A concessionária NovaDutra oficialmente assumiu a Via Dutra em 1° de março de 1996, marcando o início da concessão privada nas rodovias federais.[13] A concessão foi iniciada com a execução da recuperação da via, com a substituição de defensas, limpeza no canteiro central, nos bueiros e nos acostamentos, e a restauração das passarelas, com as intervenções sendo realizadas à noite, com o objetivo de reduzir congestionamentos na via.[14]

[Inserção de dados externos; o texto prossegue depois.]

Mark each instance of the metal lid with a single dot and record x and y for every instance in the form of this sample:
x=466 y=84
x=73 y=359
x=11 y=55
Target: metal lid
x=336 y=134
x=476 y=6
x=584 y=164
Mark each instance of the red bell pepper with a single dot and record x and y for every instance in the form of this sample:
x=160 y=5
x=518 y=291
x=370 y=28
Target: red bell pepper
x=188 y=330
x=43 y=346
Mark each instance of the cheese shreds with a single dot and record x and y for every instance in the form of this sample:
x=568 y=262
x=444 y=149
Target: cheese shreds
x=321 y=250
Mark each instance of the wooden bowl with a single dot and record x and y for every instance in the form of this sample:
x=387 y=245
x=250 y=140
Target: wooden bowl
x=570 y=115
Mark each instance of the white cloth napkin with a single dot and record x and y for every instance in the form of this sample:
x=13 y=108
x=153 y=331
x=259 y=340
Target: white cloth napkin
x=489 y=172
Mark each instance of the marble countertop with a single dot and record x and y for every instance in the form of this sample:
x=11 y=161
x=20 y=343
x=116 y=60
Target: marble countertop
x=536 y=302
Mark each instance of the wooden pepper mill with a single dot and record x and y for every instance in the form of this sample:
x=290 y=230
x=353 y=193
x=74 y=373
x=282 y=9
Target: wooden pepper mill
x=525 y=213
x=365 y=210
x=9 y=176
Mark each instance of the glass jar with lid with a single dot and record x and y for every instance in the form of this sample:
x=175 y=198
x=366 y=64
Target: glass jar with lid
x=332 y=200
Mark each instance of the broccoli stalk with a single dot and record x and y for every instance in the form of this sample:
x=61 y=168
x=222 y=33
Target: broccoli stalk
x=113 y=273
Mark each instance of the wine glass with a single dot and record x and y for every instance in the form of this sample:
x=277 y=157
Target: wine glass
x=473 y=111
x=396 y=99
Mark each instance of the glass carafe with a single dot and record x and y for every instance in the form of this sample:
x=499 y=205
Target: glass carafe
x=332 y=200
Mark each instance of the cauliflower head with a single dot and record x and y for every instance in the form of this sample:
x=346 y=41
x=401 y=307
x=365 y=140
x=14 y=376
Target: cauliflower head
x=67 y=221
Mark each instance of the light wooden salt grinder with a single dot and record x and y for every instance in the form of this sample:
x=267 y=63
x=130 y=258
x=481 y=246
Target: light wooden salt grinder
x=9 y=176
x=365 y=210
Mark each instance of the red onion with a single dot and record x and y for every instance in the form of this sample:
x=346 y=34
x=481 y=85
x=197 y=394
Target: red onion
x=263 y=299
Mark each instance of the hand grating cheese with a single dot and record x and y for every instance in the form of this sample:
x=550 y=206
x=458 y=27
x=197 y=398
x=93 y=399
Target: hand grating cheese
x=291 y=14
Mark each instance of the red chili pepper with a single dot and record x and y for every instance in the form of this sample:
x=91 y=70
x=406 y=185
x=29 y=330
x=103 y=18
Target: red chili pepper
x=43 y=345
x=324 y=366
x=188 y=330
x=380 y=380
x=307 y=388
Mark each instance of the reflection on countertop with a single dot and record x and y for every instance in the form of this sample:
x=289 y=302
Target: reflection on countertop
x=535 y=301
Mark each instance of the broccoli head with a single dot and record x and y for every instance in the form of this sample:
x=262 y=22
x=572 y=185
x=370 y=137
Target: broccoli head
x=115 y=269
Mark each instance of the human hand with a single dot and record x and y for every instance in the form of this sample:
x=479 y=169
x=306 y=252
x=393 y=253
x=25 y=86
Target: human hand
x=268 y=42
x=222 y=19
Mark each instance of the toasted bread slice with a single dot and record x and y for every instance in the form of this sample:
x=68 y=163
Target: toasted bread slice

Em 1° de agosto de 1996, a concessionária iniciou as operações referentes à cobrança de tarifas de pedágio, os quais eram cobrados na ida e na volta.[15][10] As quatro praças de pedágio que iniciaram suas operações estavam localizadas em:
- Guararema, nas proximidades do bairro Parateí, no km 180;
- Pindamonhangaba, nas proximidades do distrito Moreira César, no km 88;
- Itatiaia, no km 318;
- Seropédica, nas proximidades de Viúva Graça, no km 207[16]

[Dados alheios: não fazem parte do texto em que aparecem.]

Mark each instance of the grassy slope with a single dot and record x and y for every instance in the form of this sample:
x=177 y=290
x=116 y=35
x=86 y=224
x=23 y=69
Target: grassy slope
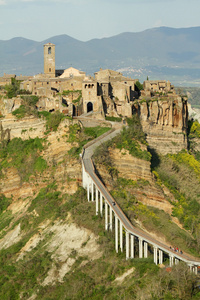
x=95 y=280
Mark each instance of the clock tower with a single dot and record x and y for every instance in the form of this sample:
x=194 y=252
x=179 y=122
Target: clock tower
x=49 y=59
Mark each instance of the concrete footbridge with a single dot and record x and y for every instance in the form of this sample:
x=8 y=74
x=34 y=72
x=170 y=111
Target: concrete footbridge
x=116 y=220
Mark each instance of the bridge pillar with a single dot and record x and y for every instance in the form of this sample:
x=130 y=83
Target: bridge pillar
x=155 y=252
x=106 y=215
x=160 y=257
x=97 y=200
x=121 y=235
x=140 y=248
x=195 y=270
x=110 y=218
x=127 y=245
x=92 y=190
x=132 y=246
x=116 y=233
x=101 y=204
x=171 y=260
x=145 y=249
x=176 y=261
x=88 y=188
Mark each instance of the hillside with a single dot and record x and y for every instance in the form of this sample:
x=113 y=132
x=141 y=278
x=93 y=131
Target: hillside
x=164 y=53
x=52 y=244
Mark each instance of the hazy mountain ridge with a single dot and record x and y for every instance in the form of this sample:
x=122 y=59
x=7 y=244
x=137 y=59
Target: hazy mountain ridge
x=160 y=52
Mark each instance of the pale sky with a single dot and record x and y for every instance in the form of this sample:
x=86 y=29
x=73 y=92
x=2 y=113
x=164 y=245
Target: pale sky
x=87 y=19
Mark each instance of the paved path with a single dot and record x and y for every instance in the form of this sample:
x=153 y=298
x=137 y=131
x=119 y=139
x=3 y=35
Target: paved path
x=87 y=160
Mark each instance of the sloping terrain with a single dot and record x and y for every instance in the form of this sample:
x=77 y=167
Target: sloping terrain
x=53 y=246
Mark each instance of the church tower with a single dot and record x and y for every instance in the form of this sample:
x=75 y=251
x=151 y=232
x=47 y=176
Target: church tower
x=49 y=59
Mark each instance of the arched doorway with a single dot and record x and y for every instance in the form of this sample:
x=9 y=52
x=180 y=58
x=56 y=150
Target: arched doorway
x=89 y=107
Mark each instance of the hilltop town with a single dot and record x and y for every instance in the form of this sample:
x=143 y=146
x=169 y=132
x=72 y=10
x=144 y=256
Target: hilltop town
x=108 y=95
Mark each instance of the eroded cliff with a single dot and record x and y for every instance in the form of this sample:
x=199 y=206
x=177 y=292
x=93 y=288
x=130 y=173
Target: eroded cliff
x=165 y=123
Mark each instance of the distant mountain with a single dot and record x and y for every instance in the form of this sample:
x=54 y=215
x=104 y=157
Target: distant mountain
x=164 y=53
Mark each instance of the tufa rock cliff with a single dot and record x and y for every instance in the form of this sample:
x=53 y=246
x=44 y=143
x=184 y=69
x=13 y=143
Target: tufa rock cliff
x=165 y=123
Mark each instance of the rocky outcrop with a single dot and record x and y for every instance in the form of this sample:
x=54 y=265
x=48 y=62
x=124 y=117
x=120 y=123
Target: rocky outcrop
x=165 y=123
x=129 y=166
x=66 y=171
x=133 y=168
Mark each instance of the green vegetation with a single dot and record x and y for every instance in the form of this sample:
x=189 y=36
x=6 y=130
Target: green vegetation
x=130 y=139
x=180 y=173
x=153 y=219
x=23 y=155
x=95 y=279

Em 1999, as empresas Soares Penido, Andrade Gutierrez e Camargo Corrêa formaram o Grupo CCR, com o objetivo de consolidar as concessões rodoviárias que detinham. A NovaDutra, junto com as concessionárias ViaLagos, RodoNorte, AutoBAn e Ponte, foram as primeiras cinco empresas a serem incorporadas a holding.[17]
Ao longo da concessão, a CCR NovaDutra foi assinando Termos Aditivos que modificavam determinada cláusula contratual, ou prorrogavam o período de concessão da empresa, com ao todo, tendo 14 TAMs.[18] No dia 25 de fevereiro de 2021, a CCR assinou o 13° Termo Aditivo, cujo motivo foi a impossibilidade de concluir o processo de licitação em tempo hábil para a transição de concessionárias.[19]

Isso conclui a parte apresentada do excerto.